Our core research question:
Can we identify a structural regime in refinery utilization that reliably predicts gasoline price dynamics—and use it to forecast price spikes or trading opportunities?
Using public datasets from the U.S. Energy Information Administration and commodity markets, we conduct a threshold-regression analysis and show that above 84.5% refinery utilization, gasoline prices exhibit amplified and reversed sensitivity to supply pressures. This insight underpins both a predictive spike model and a cross-over trading strategy.
-
Threshold Detected: A structural break in price sensitivity occurs at 84.5% refinery utilization (via Hansen’s sup-LM test).
-
Predictive Model Performance:
Baseline ROC-AUC: 0.69 → Improved ROC-AUC: 0.74 with regime flag.

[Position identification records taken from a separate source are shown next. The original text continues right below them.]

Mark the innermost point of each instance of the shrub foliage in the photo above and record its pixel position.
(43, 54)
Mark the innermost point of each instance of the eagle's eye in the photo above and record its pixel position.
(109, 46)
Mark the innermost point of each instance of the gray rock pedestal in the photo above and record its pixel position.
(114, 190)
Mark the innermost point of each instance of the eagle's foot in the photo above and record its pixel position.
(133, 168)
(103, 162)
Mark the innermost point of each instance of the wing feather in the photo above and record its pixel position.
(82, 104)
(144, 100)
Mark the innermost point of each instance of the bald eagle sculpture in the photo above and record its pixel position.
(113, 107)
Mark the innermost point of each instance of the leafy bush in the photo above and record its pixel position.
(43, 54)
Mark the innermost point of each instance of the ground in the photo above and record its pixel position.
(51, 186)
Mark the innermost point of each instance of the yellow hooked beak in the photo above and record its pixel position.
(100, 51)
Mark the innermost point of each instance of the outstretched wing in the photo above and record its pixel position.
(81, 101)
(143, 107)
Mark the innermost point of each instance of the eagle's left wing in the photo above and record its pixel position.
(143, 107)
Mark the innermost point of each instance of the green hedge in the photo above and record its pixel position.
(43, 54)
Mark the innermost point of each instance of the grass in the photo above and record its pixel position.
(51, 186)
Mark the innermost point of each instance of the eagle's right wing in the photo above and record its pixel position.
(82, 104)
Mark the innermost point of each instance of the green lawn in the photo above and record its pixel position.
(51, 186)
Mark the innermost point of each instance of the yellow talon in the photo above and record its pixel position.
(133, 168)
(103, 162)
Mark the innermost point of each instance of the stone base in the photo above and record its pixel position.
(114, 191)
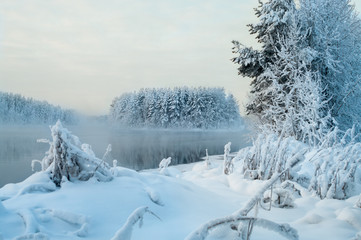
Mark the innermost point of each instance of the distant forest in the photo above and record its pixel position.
(205, 108)
(16, 109)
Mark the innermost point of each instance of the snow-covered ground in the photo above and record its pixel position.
(179, 200)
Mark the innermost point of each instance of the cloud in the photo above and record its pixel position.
(81, 54)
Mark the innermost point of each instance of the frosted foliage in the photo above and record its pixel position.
(269, 154)
(335, 35)
(245, 224)
(286, 95)
(358, 203)
(16, 109)
(67, 158)
(330, 169)
(279, 197)
(227, 160)
(178, 107)
(337, 170)
(165, 163)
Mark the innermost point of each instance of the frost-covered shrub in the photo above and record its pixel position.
(163, 165)
(227, 163)
(279, 197)
(358, 203)
(269, 154)
(337, 171)
(68, 158)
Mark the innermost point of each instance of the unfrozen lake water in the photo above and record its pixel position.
(136, 149)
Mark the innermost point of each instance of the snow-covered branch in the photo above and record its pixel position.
(125, 232)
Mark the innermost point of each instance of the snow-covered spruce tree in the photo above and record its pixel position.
(334, 33)
(275, 17)
(286, 94)
(68, 158)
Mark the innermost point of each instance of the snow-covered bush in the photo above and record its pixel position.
(68, 159)
(227, 160)
(163, 165)
(358, 203)
(207, 162)
(242, 225)
(279, 197)
(268, 155)
(337, 166)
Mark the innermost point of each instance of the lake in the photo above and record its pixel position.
(133, 148)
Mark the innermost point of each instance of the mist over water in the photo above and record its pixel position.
(133, 148)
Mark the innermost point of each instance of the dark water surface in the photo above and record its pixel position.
(136, 149)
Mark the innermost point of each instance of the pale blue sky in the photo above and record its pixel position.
(81, 54)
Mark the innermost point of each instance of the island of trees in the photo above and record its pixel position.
(205, 108)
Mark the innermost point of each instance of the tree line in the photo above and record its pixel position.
(176, 108)
(16, 109)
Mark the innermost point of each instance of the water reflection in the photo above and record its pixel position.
(136, 149)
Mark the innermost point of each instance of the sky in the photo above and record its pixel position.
(81, 54)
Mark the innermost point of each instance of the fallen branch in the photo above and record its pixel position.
(125, 232)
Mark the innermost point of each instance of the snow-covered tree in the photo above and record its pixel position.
(286, 93)
(334, 33)
(274, 21)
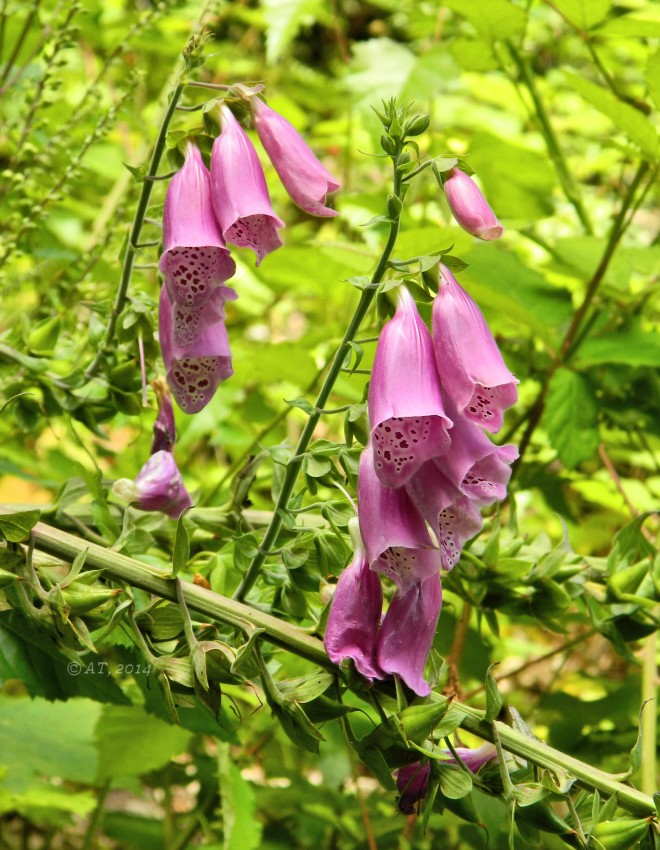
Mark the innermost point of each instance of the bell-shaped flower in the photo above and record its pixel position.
(407, 632)
(195, 370)
(469, 207)
(471, 368)
(408, 420)
(479, 468)
(303, 176)
(240, 195)
(355, 613)
(412, 783)
(195, 258)
(164, 429)
(475, 758)
(453, 516)
(395, 537)
(158, 487)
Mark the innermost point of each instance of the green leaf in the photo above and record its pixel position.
(583, 13)
(17, 526)
(181, 552)
(571, 417)
(496, 19)
(626, 118)
(493, 696)
(241, 829)
(131, 742)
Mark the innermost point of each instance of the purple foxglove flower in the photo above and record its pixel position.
(394, 533)
(472, 371)
(408, 421)
(475, 758)
(480, 469)
(412, 783)
(355, 613)
(164, 429)
(407, 631)
(453, 517)
(240, 195)
(303, 176)
(195, 258)
(469, 207)
(194, 371)
(158, 487)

Precision@100 improved from 3% → 7%.
-
Trading Strategy: Regime cross-over strategy (long when stress eases, short when it returns) outperforms single-slope model and avoids major drawdowns.
-
Data Sources:
Weekly U.S. gasoline prices, refinery utilization, WTI spot prices, and gasoline stock levels (EIA). Additional commodities and ETF prices from Alpha Vantage/Yahoo Finance.
-Statistical Analysis:
Sup-LM threshold test to identify non-linearity.
Rolling-window correlation and regime-wise OLS regression.
Spike definition using quantiles and logistic classification modeling.
-Modeling:
Regime-augmented logistic classifier for predicting price spikes.
Cross-over trading logic tested out-of-sample.
-Backtesting:
Strategy tested using historical data with transitions across stress regimes.